De plus, on voit qu'elle s'éclate en parlant d'elle, de son bric-à-brac, elle fait la glâneuses de ses souvenirs. Il y a pas longtemps j'ai vu la pointe courte (1954), quel bonheur de revoir des extraits dans ce documentaire sur elle, où elle compare les images d'hier, avec les enfants de l'époque et les images d'aujourd'hui avec les enfants qui ont vieillis. Elle court-circuite les époques avec ses rafistolages, ses collages, ...c'est vivant, c'est poétique!

Elle a également un humour fou! Quand elle met en scène deux amants sur un hamac en reproduisant des toiles surréalistes, notamment Magritte, c'est énorme! Ou l'espèce de gros chat en carton qui porte le nom de Guillaume!

Si je parle de ce film, il faut que je parle également des plages! Toute sa vie a un fond de plage. Que ce soit celles du Nord, celle de la Méditérannée, Ajaccio, Noirmoutier, la Californie, les plages l'inspirent et font partie intégrante de son travail.
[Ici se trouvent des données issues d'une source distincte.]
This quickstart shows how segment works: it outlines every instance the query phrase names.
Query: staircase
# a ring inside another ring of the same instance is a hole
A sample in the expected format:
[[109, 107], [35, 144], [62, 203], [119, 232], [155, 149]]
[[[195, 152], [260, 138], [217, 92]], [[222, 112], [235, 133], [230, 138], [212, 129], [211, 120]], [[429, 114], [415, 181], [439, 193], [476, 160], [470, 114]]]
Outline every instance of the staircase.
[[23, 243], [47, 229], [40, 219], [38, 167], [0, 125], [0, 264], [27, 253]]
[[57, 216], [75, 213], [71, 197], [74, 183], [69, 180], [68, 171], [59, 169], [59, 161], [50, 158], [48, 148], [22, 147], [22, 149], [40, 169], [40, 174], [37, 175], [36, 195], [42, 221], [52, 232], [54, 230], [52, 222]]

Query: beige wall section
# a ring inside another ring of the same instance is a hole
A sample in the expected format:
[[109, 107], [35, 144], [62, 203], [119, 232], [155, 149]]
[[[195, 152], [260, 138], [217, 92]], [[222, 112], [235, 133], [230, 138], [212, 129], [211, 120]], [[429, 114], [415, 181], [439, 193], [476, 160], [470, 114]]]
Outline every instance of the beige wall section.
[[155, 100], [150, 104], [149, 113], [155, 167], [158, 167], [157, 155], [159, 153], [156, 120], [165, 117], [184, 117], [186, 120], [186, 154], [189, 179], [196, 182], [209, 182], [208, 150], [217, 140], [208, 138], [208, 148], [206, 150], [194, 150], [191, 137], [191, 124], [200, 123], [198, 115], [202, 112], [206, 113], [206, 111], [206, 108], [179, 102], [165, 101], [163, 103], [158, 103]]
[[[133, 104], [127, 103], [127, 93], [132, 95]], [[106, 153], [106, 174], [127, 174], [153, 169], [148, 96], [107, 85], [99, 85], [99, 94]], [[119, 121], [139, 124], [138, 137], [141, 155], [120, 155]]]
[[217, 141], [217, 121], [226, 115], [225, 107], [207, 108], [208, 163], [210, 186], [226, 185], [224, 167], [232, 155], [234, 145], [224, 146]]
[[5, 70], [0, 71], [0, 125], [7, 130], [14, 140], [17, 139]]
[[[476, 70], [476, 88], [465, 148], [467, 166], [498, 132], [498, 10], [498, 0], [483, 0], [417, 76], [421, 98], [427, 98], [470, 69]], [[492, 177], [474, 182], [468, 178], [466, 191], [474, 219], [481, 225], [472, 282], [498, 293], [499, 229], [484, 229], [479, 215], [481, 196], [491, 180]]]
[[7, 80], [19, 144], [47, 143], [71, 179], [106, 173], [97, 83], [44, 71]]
Elles sont synonymes également d'amour, celui d'elle et de Jacques Demy.

J'ai été impressionnée par la quantité de personnalités qu'elle a cotoyé!! Elle a fait l'école du Louvre, elle a suivi les cours de Bachelard à la Sorbonne, elle a rencontré Kalder, Jim Morrison, Harrisson Ford, Godard, Nathalie Sarraute...

Je vous conseille ce film parce qu'Agnès Varda en patate sonore c'est grandiose, parce que quand elle pleure les morts de sa vie à Avignon on pleure aussi, parce que quand Agnès parle de Jacques Demy on est bouleversé, parce qu'on passe un bon moment avec cette femme et que j'aimerais bien boire un chocolat chaud avec elle pour qu'elle me parle de ses années hippies à Los Angeles, parce qu'elle n'hésite pas à avoir recours à l'autodérision, parce qu'elle rend hommage à ces chers défunts (Jean Vilar...), parce qu'elle va vers les gens, parce qu'elle parle du combat des Justes sous l'Occupation, parce qu'elle soutient la cause féministe, parce qu'elle hurle son amour pour le cinéma, l'art et la liberté...voilà, son inventaire de ses souvenirs vaut le fait qu'on se déplace pour aller le voir. J'ai pleuré, j'ai rit...bref, j'ai passé un agréable moment.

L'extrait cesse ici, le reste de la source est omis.